If you send a message by RefernceInvoker through a composite reference, then the message content is not present on the invoked endpoint. Another thing is that the property name is lower cased. ReferenceInvoker works well if it is used to invoke a component reference. So, these problems were maybe introduced by no-adjustment of message composers/context mappers after introduction of https://issues.jboss.org/browse/SWITCHYARD-1465. Steps to reproduce: 1. run AS 2. unpack reproducer 3. execute: mvn clean package jboss-as:deploy exec:java jboss-as:undeploy Actual result: Greetings to John Doe from ServiceA [propertyA=nulltouchedByServiceB] Greetings to from ServiceB [propertyB=valueB] You can also see in the server log stdout that propetyA (correct name) is not set and propertya (wrong name) is set. Expected result: Greetings to John Doe from ServiceA [propertyA=valueAtouchedByServiceB] Greetings to John Doe from ServiceB [propertyB=valueB]
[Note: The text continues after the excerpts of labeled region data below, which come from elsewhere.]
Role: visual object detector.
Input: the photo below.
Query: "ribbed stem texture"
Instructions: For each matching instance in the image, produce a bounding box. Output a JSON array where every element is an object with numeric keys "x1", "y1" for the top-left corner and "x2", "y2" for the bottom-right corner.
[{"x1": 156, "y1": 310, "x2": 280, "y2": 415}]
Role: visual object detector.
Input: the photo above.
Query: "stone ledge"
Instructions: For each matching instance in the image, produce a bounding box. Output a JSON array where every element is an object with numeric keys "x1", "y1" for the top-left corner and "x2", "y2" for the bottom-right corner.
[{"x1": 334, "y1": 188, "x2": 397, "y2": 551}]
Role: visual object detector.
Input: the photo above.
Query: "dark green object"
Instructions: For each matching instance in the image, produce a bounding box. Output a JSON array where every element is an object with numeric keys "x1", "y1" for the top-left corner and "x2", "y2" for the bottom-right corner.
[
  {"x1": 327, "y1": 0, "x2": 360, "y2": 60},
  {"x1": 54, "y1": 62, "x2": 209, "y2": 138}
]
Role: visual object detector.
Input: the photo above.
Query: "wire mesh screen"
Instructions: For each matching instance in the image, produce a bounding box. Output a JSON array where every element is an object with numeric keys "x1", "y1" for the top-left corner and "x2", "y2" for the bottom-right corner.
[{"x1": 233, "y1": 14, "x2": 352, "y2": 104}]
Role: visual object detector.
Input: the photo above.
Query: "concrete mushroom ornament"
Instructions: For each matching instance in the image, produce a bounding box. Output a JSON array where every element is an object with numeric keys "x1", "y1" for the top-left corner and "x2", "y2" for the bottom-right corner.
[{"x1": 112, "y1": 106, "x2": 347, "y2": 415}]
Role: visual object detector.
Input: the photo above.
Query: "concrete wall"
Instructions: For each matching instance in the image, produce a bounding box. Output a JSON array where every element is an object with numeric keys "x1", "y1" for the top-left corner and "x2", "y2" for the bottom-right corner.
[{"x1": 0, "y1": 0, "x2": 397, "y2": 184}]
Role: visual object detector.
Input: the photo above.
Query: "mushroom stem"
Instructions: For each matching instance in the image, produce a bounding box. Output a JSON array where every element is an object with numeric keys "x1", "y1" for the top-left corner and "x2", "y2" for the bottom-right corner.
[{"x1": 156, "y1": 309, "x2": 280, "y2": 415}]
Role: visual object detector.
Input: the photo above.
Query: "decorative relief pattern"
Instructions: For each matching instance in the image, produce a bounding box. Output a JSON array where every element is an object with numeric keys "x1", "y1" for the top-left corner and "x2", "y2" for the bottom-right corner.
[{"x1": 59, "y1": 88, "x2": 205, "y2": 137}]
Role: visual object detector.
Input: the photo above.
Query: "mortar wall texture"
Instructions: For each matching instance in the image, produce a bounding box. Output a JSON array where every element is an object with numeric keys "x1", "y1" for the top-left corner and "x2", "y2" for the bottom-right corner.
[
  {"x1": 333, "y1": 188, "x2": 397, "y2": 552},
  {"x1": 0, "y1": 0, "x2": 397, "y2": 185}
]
Created attachment 859104 [details] reporducer
The issue here is with the reproducer application. The HTTP method on reference bindings defaults to GET, which explains why your message content is not received in ServiceB. Try setting the method to POST and you will find that the content is received (I verified this locally with your app). <http:method>POST</http:method> HTTP header names are case-insensitive, so you can't count on the case being preserved over an HTTP request. We aren't doing anything explicit here in SwitchYard - Tomcat is likely the cause of the case change.
Keith Babo <kbabo> updated the status of jira SWITCHYARD-1957 to Closed
You are right Keith, my fault. But the propertyA is still null in ServiceBBean, i.e. it is not named correctly (propertya insead of propertyA).
Ok - case-insensitive, I didn't read it to the end.